Keith Roysdon of the Muncie, Indiana Star Press and I talked candidly about food safety last week. Here is part of the story:
Companies, government must do more to increase food safety, expert says
Attorney and food safety activist William Marler [of Marler Clark in Seattle Washington] uses an alarming comparison when urging people not to eat bagged spinach. “Buying spinach is like being married to the same person for 30 years,” Marler said. “But buying bagged spinach is like dating 30 people in a month.”
A Washington attorney whose clients — including members of an Indiana family — testified before Congress in food safety hearings in April, Marler said consumers should beware of some food items and corporate practices in the wake of tainted spinach and peanut butter that caused hundreds of people nationwide to become sick. But Marler and other experts say consumers can only do so much, and that government and industry must act to improve the safety and integrity of our food supply.
In the mid-1990s, tainted hamburger used at fast-food restaurants around the country killed five people and made more than 600 sick. Marler and other attorneys sued and won hundreds of millions of dollars for their clients, he noted. But almost more importantly, the federal government implemented programs — including more food industry testing and mandatory reporting by doctors whose patients were sickened by tainted food — that dramatically reduced the chance of illness-causing bacteria in meat. Marler noted that most of his cases are now sparked by tainted produce. What’s needed? Improved industry safeguards and government oversight, Marler said.
“Everybody says it will cost money, but you tell me how much hamburger has gone up in price since the 1990s,” Marler said. “The reality is that it didn’t make a difference and they’re producing a safer product. “The only difference is, they’re not killing little kids anymore.”
The number of foodborne illnesses linked to produce is not a surprise, Marler said. “As it relates to produce, it’s the perfect storm,” he said. “You’ve got an increase in consumer demand for fresh fruits and vegetables. You’ve got an increase in industrialization of that sector of the economy. There have been 23 outbreaks tied to spinach and lettuce in [10] years, all tied to product that has been bagged in a more mechanized, industrial manner and shipped across the country.
“What the industry needs to do is take a page out of the meat industry’s book on how they’ve lessened the problem and cleaned up their act,” he added. “If the produce industry took that model, if government mandated it and industry adopted it and government made sure they were doing it, it would put me out of business like the meat industry put me out of business.”

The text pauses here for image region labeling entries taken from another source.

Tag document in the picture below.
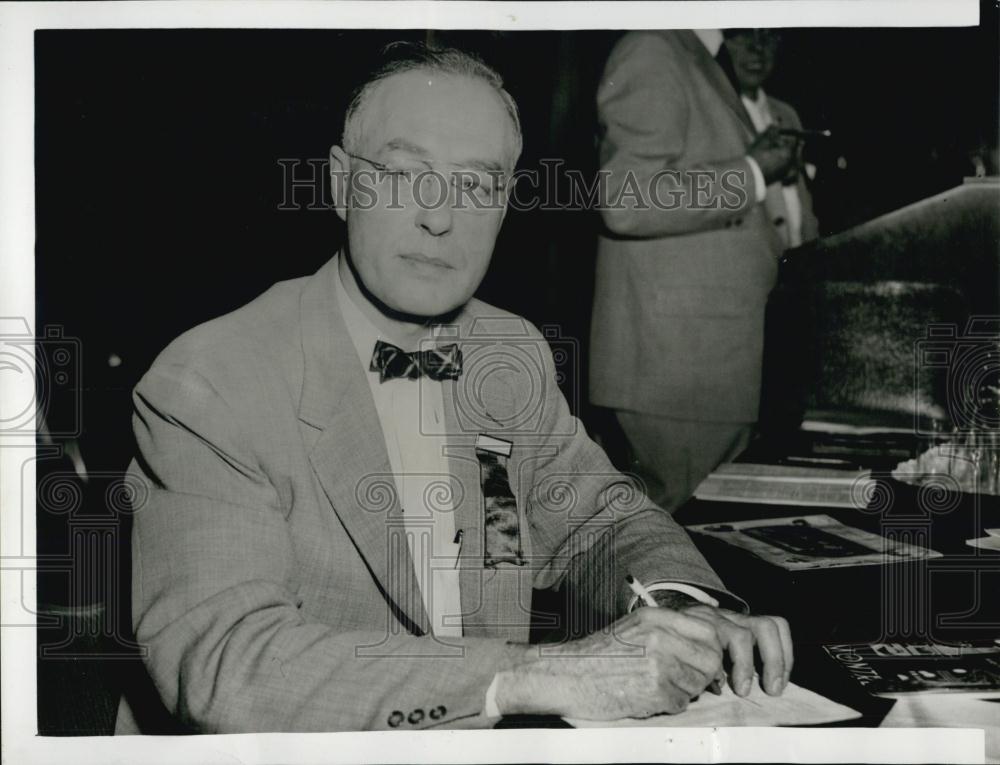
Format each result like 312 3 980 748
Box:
565 679 861 728
687 515 941 571
694 462 875 510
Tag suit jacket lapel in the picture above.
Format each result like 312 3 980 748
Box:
677 29 757 137
299 258 430 633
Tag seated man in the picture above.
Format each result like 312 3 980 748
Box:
118 41 792 733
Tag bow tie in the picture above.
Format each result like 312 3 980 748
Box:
368 340 462 382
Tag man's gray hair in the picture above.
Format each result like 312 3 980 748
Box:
341 42 523 166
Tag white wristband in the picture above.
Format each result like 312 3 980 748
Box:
625 582 719 612
747 154 767 204
483 675 500 717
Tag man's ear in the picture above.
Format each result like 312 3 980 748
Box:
330 146 351 222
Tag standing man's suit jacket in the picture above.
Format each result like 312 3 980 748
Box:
118 258 739 733
590 30 796 423
767 95 819 242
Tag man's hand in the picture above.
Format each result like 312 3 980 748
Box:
496 608 724 720
684 604 794 696
747 125 799 186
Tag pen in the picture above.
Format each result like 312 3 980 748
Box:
625 574 726 696
778 128 833 140
625 574 660 608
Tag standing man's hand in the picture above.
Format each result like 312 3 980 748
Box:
747 125 799 186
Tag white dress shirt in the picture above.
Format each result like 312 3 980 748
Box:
691 29 767 204
335 262 462 637
740 88 802 247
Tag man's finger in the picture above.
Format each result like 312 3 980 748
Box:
771 616 795 685
750 616 785 696
718 619 754 696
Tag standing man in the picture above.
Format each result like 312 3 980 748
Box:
723 29 819 247
118 41 792 733
590 30 796 510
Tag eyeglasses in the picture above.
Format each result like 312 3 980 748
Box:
347 154 507 212
726 29 781 48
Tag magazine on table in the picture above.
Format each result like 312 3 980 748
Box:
823 638 1000 698
687 515 941 571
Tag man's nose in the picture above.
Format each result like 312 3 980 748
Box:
417 194 455 236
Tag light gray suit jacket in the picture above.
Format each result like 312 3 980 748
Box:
590 30 783 422
767 95 819 243
117 258 745 733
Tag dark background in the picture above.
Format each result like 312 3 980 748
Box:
36 17 1000 469
35 16 1000 733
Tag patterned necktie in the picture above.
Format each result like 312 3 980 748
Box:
368 340 462 382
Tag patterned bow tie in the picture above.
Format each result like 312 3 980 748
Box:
368 340 462 382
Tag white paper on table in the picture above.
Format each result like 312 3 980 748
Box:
879 693 1000 762
565 680 861 728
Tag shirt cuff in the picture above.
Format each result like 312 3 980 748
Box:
483 675 500 717
747 154 767 204
624 582 719 612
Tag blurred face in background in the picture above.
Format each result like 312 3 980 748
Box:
331 70 514 317
725 29 781 97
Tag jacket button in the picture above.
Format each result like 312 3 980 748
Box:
431 707 448 720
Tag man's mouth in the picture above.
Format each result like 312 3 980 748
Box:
399 252 454 269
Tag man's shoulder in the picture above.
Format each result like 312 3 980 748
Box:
147 277 308 390
462 298 543 342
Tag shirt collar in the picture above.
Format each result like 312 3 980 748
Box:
688 29 722 58
333 253 382 371
333 252 440 371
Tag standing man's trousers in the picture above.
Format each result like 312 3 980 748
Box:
615 409 753 512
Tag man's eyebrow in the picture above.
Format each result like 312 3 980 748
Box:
456 159 505 173
382 138 505 173
382 138 431 157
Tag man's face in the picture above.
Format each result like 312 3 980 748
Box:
331 70 513 317
725 29 779 93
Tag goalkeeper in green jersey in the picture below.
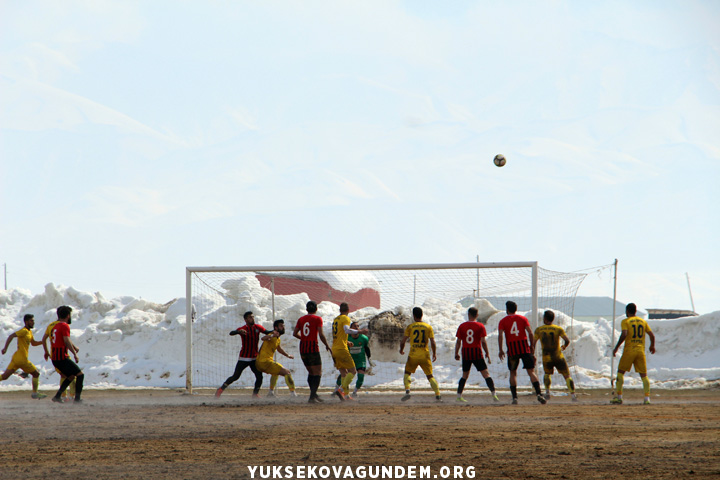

I was also interviewed by Jessica Fargen of the Boston Herald last week as well in: What’s eating you?
“Whether it’s sprouts or peanut butter or orange juice, you can’t help yourself but go, ‘Oh my gosh, how did that happen? What’s safe?’” said William Marler, a Seattle attorney who has been retained by Bailey and her husband and about 100 other Bay State residents to sue ConAgra foods, owner of Peter Pan. “The American consumer gets mixed messages that our food is the safest in the world, but if you look at the state of things it’s really not that comforting,” he said.